In fact, one million jobs are going to need filling in B.C., two-thirds of which are due to an aging population.
Therefore Bond has created a “seamless” 10-year skills plan targeting against the job demands.
“If there’s going to be jobs in the province we want our youth to be trained for them,” she said.
A lot of that caters to LNG, which is a major factor in the province’s jobs plan, as well as economic benefits.
“We are talking about trillions of dollars of benefit to British Columbia,” said Bond, noting nine projects that have received licenses and another 18 proposals.
“We have the opportunity with LNG in B.C.
“That would generate 100,000 jobs in our province.
“It’s not all about those steel-toed boots and hard hats, but it’s a lot.”
The jobs plan also expands the number and type of people working in B.C. to those underrepresented such as First Nations, women and persons with disabilities.
But the northern communities aren’t the only ones benefitting.
“Vernon has a critical role to play,” said Bond, as small businesses will be necessary for various needs such as accounting and stationary supplies, to name a couple.
“This is not all about Terrace or Kitimat or Prince Rupert, it’s a lot about those areas… but the spinoff benefits are amazing for our entire province.”
Small businesses are urged to connect with LNG Buy B.C., an online tool connecting the project proponents with companies big and small across the province.
As for the current situation of living in one place and working in another, Bond said like it or not that is becoming the norm.

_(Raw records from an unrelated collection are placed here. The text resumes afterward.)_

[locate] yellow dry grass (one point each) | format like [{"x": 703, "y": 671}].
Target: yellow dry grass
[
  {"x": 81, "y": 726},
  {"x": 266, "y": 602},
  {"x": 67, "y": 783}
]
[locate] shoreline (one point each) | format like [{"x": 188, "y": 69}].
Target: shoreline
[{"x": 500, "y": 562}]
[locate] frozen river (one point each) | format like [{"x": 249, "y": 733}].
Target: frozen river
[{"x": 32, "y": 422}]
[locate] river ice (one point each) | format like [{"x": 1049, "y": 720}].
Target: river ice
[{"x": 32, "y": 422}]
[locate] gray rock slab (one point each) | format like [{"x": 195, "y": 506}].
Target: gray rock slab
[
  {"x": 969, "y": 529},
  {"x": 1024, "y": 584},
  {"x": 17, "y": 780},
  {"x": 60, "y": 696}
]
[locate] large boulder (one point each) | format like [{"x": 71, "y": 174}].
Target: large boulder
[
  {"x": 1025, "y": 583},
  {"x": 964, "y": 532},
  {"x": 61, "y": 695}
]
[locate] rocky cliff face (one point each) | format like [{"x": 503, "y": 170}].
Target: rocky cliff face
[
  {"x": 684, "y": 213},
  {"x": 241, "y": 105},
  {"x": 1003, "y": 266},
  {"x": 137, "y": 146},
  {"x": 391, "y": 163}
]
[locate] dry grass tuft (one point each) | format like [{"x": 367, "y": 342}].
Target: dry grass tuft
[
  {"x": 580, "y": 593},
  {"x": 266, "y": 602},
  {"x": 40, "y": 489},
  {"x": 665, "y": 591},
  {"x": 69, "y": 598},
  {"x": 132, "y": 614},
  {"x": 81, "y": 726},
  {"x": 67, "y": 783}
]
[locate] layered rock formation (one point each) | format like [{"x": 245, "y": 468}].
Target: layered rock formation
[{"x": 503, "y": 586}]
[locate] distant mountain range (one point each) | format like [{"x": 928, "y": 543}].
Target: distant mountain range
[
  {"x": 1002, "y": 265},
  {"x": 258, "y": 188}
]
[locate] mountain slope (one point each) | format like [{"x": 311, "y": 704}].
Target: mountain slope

“There is criticism about fly-in, fly-out jobs but it’s a way of life for many people now.”
The key, she said, is to make sure they keep coming back.
“My goal is to make sure that they’re coming back this way to jobs in British Columbia.”
Youth are urged to start early to prepare for their futures and Bond says the WorkBC website a great resource.
The situation in the North Okanagan is not unique, but Bond says this region’s concerns have been particularly well versed thanks to Eric Foster, Vernon-Monashee MLA Eric Foster.
“He literally wears down the carpet to your door talking about this place and the needs of your community.”
Foster attended the breakfast, along with Shuswap MLA Greg Kyllo, Vernon Mayor Rob Sawatzky and Naomi Yamamoto, Minister of State for Tourism and Small Business.